Silver dressings are being manufactured and used to treat chronic and acute wounds with companies such as Smith & Nephew plc, 3M Healthcare and Convatec Inc. leading from the front. Silver dressings are known to be expensive as compared to other bioactive wound dressings. It is important to understand the cost-benefit relationship for silver dressings and is the high price justified. Silver is known to have antimicrobial properties and the earliest example is of using silver sulphadiazine cream (SDC) to treat burns. Unfortunately, the cream was not able to solve the purpose completely and thus went out of the market.
Today, the silver dressings are being used across North America and Europe. However, to prove that silver dressings are better than other dressings and there is strong benefit associated with its use, there is a need of ‘Gold Standard’ proof. There is a need for randomized trial which can demonstrate the positive effect of silver dressings based on certain parameters such as healing time and percentage healing achieved. These trials should be conducted across different type of wounds these dressings intend to heal. The time duration is another important consideration. While some wounds may heal slowly and some may heal faster, the trial should be conducted for at least 12 weeks in the case of chronic wounds.
There have been randomized and non-randomized trials conducted to understand the efficacy associated with silver dressings and the results have been positive. An average of 56% reduction in the ulcer has been recorded which proves the advantage of using silver to an extent. However, the cost-benefit analysis can’t be completely dependent upon the healing time and the cost associated. There is a need to understand the specific type of wounds which will respond positively to these dressings. There are other issues of small time-frame, sample size and the dosage of silver ions.
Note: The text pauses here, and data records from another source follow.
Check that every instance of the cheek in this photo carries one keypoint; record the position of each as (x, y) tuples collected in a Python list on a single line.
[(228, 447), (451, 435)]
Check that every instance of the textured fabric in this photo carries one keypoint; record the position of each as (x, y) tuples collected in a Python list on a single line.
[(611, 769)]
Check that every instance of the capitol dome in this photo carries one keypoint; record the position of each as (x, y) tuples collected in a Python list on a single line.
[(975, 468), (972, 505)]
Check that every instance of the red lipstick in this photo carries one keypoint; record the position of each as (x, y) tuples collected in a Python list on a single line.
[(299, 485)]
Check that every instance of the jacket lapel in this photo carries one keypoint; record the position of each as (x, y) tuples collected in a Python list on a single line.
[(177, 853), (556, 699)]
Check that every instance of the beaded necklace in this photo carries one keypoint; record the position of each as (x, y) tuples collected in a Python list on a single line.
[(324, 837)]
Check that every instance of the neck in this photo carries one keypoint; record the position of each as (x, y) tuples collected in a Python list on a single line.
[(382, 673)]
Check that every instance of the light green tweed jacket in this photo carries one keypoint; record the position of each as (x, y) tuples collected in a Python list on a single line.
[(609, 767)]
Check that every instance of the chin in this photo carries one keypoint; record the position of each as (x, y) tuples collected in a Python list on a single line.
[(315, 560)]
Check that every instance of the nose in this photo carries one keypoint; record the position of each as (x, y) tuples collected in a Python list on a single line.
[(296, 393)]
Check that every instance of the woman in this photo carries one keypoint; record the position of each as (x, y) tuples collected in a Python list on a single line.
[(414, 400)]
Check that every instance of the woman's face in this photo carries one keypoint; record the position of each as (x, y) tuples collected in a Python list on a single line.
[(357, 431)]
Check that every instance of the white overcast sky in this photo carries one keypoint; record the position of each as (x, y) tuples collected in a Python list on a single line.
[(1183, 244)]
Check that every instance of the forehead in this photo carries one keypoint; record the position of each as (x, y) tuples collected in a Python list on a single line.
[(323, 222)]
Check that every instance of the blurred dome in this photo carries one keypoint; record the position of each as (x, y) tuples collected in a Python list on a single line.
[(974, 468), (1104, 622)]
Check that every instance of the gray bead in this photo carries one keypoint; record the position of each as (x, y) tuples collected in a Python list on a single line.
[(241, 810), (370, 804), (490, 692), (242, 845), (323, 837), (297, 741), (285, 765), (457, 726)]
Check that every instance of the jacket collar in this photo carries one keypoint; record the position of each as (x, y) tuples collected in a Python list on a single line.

Theoretically, these dressings are able to heal wounds faster and contain antimicrobial properties, but there have been few trials to validate the theory. Silver dressings are being used like never before with clinical efficacy still falling short. The physicians need to understand and make accurate diagnosis to prescribe silver dressings. Silver dressings currently exist in the market and they will continue to remain commercial in the future.